As I wrote in Corporate Cancer, China is going to dominate the consumer technology high ground – namely, the apps and interfaces, because they a) protect their home markets from competition and b) don’t hate more than 50 percent of their users. The signs of this coming domination are already visible.
YouTube is automatically deleting comments that contain certain Chinese-language phrases related to criticism of the country’s ruling Communist Party (CCP). The company confirmed to The Verge this was happening in error and that it’s working to fix the issue.
“Upon review by our teams, we have confirmed this was an error in our enforcement systems and we are working to fix it as quickly as possible,” said a YouTube spokesperson. The company did not elaborate on how or why this error came to be, but said it was not the result of any change in its moderation policy.
But if the deletions are the result of a simple mistake, then it’s one that’s gone unnoticed for six months. The Verge found evidence that comments were being deleted as early as October 2019, when the issue was raised on YouTube’s official help pages and multiple users confirmed that they had experienced the same problem.

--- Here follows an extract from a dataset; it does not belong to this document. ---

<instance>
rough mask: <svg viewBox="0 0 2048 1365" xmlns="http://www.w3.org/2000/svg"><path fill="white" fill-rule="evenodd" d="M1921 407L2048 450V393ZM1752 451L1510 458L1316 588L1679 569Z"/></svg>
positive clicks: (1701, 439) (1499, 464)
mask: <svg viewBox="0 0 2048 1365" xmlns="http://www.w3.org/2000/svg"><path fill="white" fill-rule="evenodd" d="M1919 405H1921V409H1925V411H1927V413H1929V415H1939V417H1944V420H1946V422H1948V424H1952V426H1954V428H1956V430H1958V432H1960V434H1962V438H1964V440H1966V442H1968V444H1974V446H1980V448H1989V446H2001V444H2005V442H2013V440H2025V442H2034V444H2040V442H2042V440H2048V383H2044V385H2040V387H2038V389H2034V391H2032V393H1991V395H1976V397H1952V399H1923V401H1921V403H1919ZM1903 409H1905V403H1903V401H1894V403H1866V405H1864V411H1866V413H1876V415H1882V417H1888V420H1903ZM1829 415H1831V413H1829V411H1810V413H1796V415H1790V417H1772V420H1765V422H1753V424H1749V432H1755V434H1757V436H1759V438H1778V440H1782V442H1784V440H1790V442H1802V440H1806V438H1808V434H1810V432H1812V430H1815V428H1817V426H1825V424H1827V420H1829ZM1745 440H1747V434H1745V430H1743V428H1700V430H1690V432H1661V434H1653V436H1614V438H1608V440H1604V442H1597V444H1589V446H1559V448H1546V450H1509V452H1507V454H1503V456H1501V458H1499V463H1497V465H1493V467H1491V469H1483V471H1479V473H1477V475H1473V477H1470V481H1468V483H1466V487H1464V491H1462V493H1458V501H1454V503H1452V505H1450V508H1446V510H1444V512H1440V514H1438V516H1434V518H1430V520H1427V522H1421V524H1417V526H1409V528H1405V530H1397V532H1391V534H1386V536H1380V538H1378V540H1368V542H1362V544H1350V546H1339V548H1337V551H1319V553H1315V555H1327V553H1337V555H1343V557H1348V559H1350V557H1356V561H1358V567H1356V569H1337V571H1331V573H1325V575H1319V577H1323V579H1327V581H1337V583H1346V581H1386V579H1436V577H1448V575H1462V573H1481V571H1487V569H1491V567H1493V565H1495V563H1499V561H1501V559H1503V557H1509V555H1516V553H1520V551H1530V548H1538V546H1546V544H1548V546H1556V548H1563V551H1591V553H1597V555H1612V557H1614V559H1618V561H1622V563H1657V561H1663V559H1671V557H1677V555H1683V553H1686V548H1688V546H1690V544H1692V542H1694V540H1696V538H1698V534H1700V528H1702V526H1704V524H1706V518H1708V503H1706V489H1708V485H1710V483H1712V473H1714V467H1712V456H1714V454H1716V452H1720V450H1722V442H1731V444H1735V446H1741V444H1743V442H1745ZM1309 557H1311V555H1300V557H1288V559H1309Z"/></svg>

Comments left under videos or in live streams that contain the words “共匪” (“communist bandit”) or “五毛” (“50-cent party”) are automatically deleted in around 15 seconds, though their English language translations and Romanized Pinyin equivalents are not.
The fact that we’re already seeing companies like Apple, Google, and Facebook beginning to kneel before Beijing means that it won’t be long before other converged companies like Paypal and Patreon are completely compliant, assuming, of course, that they even survive the initial shock of competition from the East.
It’s even possible that rogue independent platforms like SG, BitChute, and UATV may have a brighter future than the Silicon Valley giants.